Nel mio caso, è presto detto: empatizzo con la persona che ho davanti anche quando è in conflitto con me (chiaramente, più spesso capita quando è qualcuno a cui tengo, e/o che ha le sue ragioni, per quanto diverse dalle mie). Il risultato è che non solo faccio fatica ad esprimere il mio punto di vista in un conflitto reale: il conflitto diventa anche interiore. Mi ritrovo a lottare contro l'esterno, me stessa e il mio senso di colpa: una lotta impari, che spesso ha come risultato quello di farmi ritrarre. Le situazioni di conflitto, in questo modo, sono tutto tranne che risolte.
E la rabbia? Ovviamente, quella me la porto dietro. Finisco per accumularla, sfogandola su sciocchezze o contro me stessa o somatizzando.
E il mio interlocutore? Spesso non ha la più pallida idea di tutto quello che è successo dentro la mia testa e il mio stomaco...
(Questo nel caso "carino". Spesso capita anche che molte persone, anche inconsciamente, se ne approfittino. Dove c'è un vuoto di potere, si fa presto a colmarsi)".

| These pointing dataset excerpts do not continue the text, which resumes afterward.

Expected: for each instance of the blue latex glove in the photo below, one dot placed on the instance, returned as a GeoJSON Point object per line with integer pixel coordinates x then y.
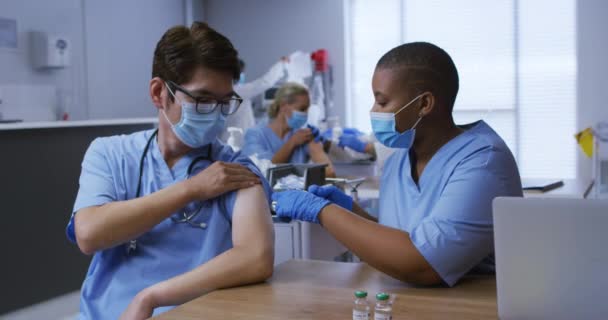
{"type": "Point", "coordinates": [327, 134]}
{"type": "Point", "coordinates": [352, 131]}
{"type": "Point", "coordinates": [299, 205]}
{"type": "Point", "coordinates": [316, 133]}
{"type": "Point", "coordinates": [351, 141]}
{"type": "Point", "coordinates": [333, 194]}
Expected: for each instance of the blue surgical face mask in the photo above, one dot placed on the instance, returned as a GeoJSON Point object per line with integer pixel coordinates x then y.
{"type": "Point", "coordinates": [195, 129]}
{"type": "Point", "coordinates": [384, 126]}
{"type": "Point", "coordinates": [297, 119]}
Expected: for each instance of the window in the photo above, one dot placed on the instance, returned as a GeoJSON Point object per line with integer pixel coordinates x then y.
{"type": "Point", "coordinates": [516, 61]}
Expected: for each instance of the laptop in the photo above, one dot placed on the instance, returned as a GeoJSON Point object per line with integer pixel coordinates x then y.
{"type": "Point", "coordinates": [551, 258]}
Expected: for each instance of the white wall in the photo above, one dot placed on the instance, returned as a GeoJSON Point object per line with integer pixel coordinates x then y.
{"type": "Point", "coordinates": [120, 41]}
{"type": "Point", "coordinates": [57, 16]}
{"type": "Point", "coordinates": [263, 31]}
{"type": "Point", "coordinates": [113, 43]}
{"type": "Point", "coordinates": [592, 37]}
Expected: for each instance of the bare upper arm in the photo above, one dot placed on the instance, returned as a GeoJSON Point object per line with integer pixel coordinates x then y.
{"type": "Point", "coordinates": [251, 219]}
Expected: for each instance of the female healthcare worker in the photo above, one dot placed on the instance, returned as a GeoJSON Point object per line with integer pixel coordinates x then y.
{"type": "Point", "coordinates": [284, 140]}
{"type": "Point", "coordinates": [173, 214]}
{"type": "Point", "coordinates": [436, 191]}
{"type": "Point", "coordinates": [243, 118]}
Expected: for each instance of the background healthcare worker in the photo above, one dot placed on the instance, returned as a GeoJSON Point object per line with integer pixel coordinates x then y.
{"type": "Point", "coordinates": [436, 191]}
{"type": "Point", "coordinates": [285, 139]}
{"type": "Point", "coordinates": [244, 118]}
{"type": "Point", "coordinates": [173, 214]}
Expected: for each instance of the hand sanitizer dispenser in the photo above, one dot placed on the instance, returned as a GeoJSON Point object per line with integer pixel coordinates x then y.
{"type": "Point", "coordinates": [50, 50]}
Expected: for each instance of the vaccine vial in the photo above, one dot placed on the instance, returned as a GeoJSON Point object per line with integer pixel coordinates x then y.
{"type": "Point", "coordinates": [361, 306]}
{"type": "Point", "coordinates": [383, 309]}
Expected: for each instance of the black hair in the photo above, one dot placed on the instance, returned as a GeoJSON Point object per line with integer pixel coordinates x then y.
{"type": "Point", "coordinates": [427, 65]}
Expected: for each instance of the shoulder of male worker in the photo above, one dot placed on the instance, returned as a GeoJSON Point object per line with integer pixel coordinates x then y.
{"type": "Point", "coordinates": [124, 152]}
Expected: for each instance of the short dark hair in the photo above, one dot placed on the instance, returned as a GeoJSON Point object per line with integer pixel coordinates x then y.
{"type": "Point", "coordinates": [426, 64]}
{"type": "Point", "coordinates": [180, 50]}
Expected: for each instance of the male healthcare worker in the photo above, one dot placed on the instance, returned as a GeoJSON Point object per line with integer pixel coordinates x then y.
{"type": "Point", "coordinates": [436, 190]}
{"type": "Point", "coordinates": [173, 214]}
{"type": "Point", "coordinates": [286, 139]}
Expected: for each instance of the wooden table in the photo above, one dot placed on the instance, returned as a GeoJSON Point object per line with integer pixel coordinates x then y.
{"type": "Point", "coordinates": [324, 290]}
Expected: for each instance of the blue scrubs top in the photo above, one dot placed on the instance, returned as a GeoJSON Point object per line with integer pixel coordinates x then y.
{"type": "Point", "coordinates": [110, 172]}
{"type": "Point", "coordinates": [448, 214]}
{"type": "Point", "coordinates": [261, 140]}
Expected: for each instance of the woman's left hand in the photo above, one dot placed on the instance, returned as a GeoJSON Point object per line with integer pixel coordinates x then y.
{"type": "Point", "coordinates": [141, 307]}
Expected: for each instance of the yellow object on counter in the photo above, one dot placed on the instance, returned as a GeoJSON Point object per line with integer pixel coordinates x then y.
{"type": "Point", "coordinates": [585, 140]}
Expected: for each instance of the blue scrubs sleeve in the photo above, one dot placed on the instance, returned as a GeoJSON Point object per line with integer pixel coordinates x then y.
{"type": "Point", "coordinates": [96, 183]}
{"type": "Point", "coordinates": [458, 234]}
{"type": "Point", "coordinates": [255, 142]}
{"type": "Point", "coordinates": [229, 198]}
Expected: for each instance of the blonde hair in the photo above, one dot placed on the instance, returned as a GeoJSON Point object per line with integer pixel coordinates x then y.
{"type": "Point", "coordinates": [286, 93]}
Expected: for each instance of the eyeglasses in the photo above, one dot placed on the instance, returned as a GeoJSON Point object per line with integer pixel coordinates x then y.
{"type": "Point", "coordinates": [205, 105]}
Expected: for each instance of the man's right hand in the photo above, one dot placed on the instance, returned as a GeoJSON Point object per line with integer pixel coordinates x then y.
{"type": "Point", "coordinates": [219, 178]}
{"type": "Point", "coordinates": [301, 136]}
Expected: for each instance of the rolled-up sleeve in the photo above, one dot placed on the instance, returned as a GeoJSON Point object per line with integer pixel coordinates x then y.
{"type": "Point", "coordinates": [96, 183]}
{"type": "Point", "coordinates": [255, 143]}
{"type": "Point", "coordinates": [458, 234]}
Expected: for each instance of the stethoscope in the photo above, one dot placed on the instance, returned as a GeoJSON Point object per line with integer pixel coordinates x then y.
{"type": "Point", "coordinates": [186, 217]}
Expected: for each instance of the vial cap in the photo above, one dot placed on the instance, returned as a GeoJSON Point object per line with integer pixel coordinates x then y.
{"type": "Point", "coordinates": [382, 296]}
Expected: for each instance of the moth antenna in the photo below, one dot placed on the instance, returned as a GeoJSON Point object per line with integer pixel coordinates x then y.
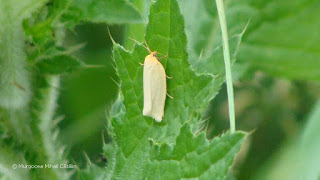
{"type": "Point", "coordinates": [111, 36]}
{"type": "Point", "coordinates": [146, 47]}
{"type": "Point", "coordinates": [169, 96]}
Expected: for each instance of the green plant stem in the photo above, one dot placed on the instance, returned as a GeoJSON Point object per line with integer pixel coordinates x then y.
{"type": "Point", "coordinates": [226, 54]}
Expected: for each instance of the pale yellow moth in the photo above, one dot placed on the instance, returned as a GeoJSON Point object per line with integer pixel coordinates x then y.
{"type": "Point", "coordinates": [154, 87]}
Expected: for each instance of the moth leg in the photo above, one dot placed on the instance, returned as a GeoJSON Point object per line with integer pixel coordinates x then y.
{"type": "Point", "coordinates": [169, 96]}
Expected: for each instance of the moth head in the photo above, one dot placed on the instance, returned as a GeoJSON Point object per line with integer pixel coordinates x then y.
{"type": "Point", "coordinates": [154, 54]}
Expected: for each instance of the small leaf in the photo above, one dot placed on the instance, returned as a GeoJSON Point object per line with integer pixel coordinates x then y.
{"type": "Point", "coordinates": [101, 11]}
{"type": "Point", "coordinates": [58, 64]}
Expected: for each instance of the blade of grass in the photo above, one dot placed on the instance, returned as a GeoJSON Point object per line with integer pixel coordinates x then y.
{"type": "Point", "coordinates": [226, 55]}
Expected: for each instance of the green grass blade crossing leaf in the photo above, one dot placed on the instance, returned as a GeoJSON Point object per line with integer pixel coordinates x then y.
{"type": "Point", "coordinates": [226, 53]}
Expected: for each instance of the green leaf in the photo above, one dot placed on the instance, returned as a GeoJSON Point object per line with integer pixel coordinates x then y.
{"type": "Point", "coordinates": [134, 149]}
{"type": "Point", "coordinates": [13, 65]}
{"type": "Point", "coordinates": [101, 11]}
{"type": "Point", "coordinates": [282, 38]}
{"type": "Point", "coordinates": [9, 162]}
{"type": "Point", "coordinates": [58, 65]}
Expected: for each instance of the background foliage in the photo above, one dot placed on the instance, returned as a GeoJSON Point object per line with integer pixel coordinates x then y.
{"type": "Point", "coordinates": [60, 89]}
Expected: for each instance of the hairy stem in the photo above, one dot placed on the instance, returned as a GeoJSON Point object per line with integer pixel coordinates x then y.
{"type": "Point", "coordinates": [226, 54]}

In questo racconto si parla prevalentemente del problema empatico che inibisce la persona e la porta a dire e non fare alcune cose perché non intende ferire l'altro. Ma forse la persona di questo racconto confonde l'empatia con la paura delle conseguenze, confonde l'empatia con la paura del giudizio e potrebbe essere che non sia solo un problema empatico.